Ci siamo così ritrovati catapultati in un Sottosopra modaiolo, dove persino serie ambientate in uno spazio-tempo mai dichiaratamente esplicitato, finivano per flirtare con i gloriosi Anni 80. Maeve di Sex Education può anche far risuonare in cuffia – Air Pods? Anatema! – le Bikini Kills, la criptonite di Courtney Love e delle sue Hole, ma poi si presenta in classe con lo stesso aplomb con il quale Debbie Harry sfoggiava minigonne nere e biker jacket nei club di New York ai tempi dei suoi Blondie. Si soprassiede per misericordia sui piumini bombati bicolor di Otis - però, dai, non sono mica male, hanno quelle vibrazioni streetwear – e sul denim on denim di Aimee, ma seppure la serie è in maniera implicita girata nei primi Anni 90, di certo non nega il patrimonio genetico opinabile della decade precedente.

E qui, di conseguenza, ci siamo ricascati. Quando non basta la retromania, quando la nostalgia si fa troppo cocente, quando si guardano per l'ennesima volta le repliche di Dallas, sussultando tra l'onta e un sottile perverso piacere di fronte alle malefatte architettate dal luciferino J.R, augurandosi, vi, prego, "Make Netflix 80's Again", ecco che qualcosa va sorprendentemente storto, e complice una pandemia globale, ci si ritrova chiuse in casa e incollate allo schermo di fronte alla nuova frontiera del trash, Tiger King.

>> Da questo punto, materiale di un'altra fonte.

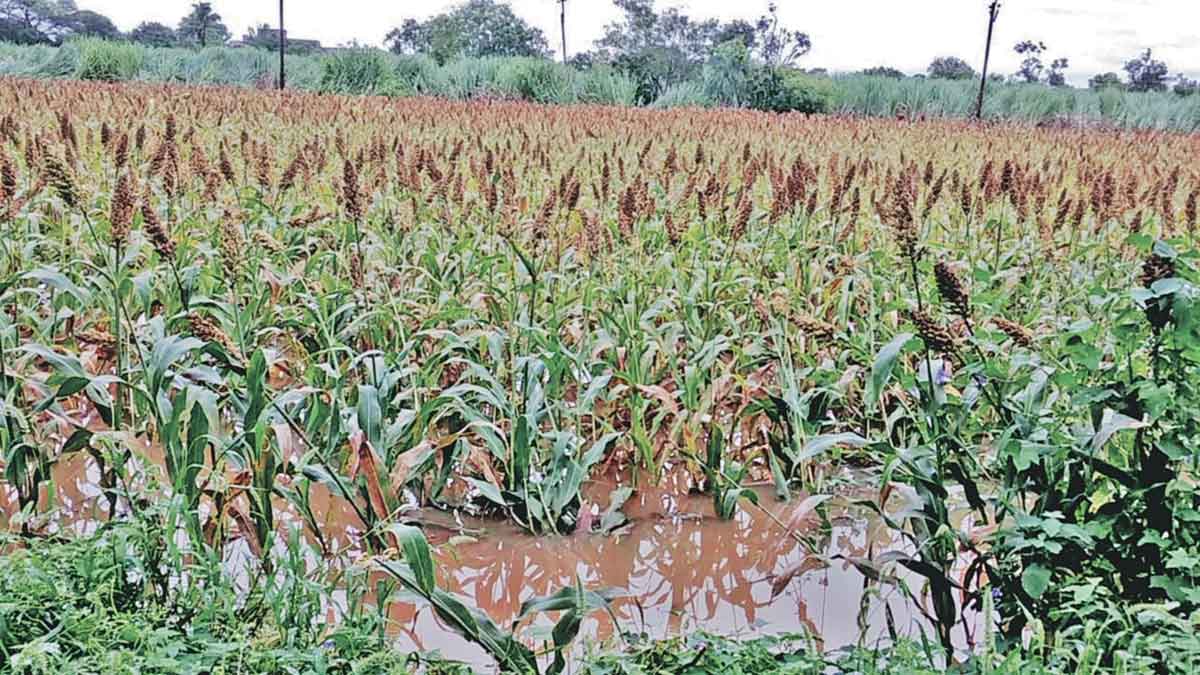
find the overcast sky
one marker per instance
(1096, 35)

Gli Anni 80 sono tornati, e vivono tra noi. E poco importa che non sia esattamente il glamour eccessivo che si respirava come profumo nell'aria petrolifera di Dallas, quanto il kitsch assoluto e fetente dei mullet e dei cappotti sequined di eclettici proprietari di zoo dispersi nel mezzo dell'Oklahoma: eravamo disposti a qualche compromesso, pur di riportare tra noi quella decade disgraziata. A tenerci incollati allo schermo arriva così un documentario girato in 5 anni di tempo, nell'anno di grazia 2015, e che però è impregnato fino al collo di total look animalier, quelli dell'algida Carole Baskin, la dimostrazione in carne e ossa che si può essere contemporaneamente lo yin ( strenuo difensore dei diritti degli animali) e lo yang (proprietaria di un santuario con tigri ingabbiate in spazi angusti) e atteggiarsi comunque a Madre Teresa dei felini. Tentate dal merchandising a tema di Joe Exotic, ma assalite dal terrore di poter essere incriminate dal tribunale del buon gusto – e finire conseguentemente a condividere la cella con Joseph Maldonado-Passage –rimaniamo ancora attanagliate dall'indecisione. Ma questo vortice di paillettes e lustrini ed ego sproporzionati nel quali ci siamo volontariamente infilate, non sarà forse un po' troppo? Odiando ammettere che i nostri genitori, in fondo, avevano ragione, chiudiamo Netflix, e apriamo Instagram, sintonizzandoci giusto in tempo per il dj set del weekend di Jo Squillo.

Rassicurandoci, e sospirando di sollievo: sì, ci sentiremmo di rispondere a Raf, qualcosa di quegli "anni allegri e depressi di follia e lucidità", è rimasto. Forse non recupereremmo il mullet e gli occhiali a mascherina specchiati – che comunque teniamo in cantina per gli inverni a Cortina – ma, proprio come intonava lui "le radio – oggi evolutesi in Instagram tv con diretta streaming – cantano ancora una verità dentro una bugia". E, oggi come allora, attanagliati dalle insicurezze del domani, siamo disposti a barattare il buongusto con abiti di paillettes, cage sandal con tacco a spillo, e una momentanea iniezione di allegria. Domani, chissà.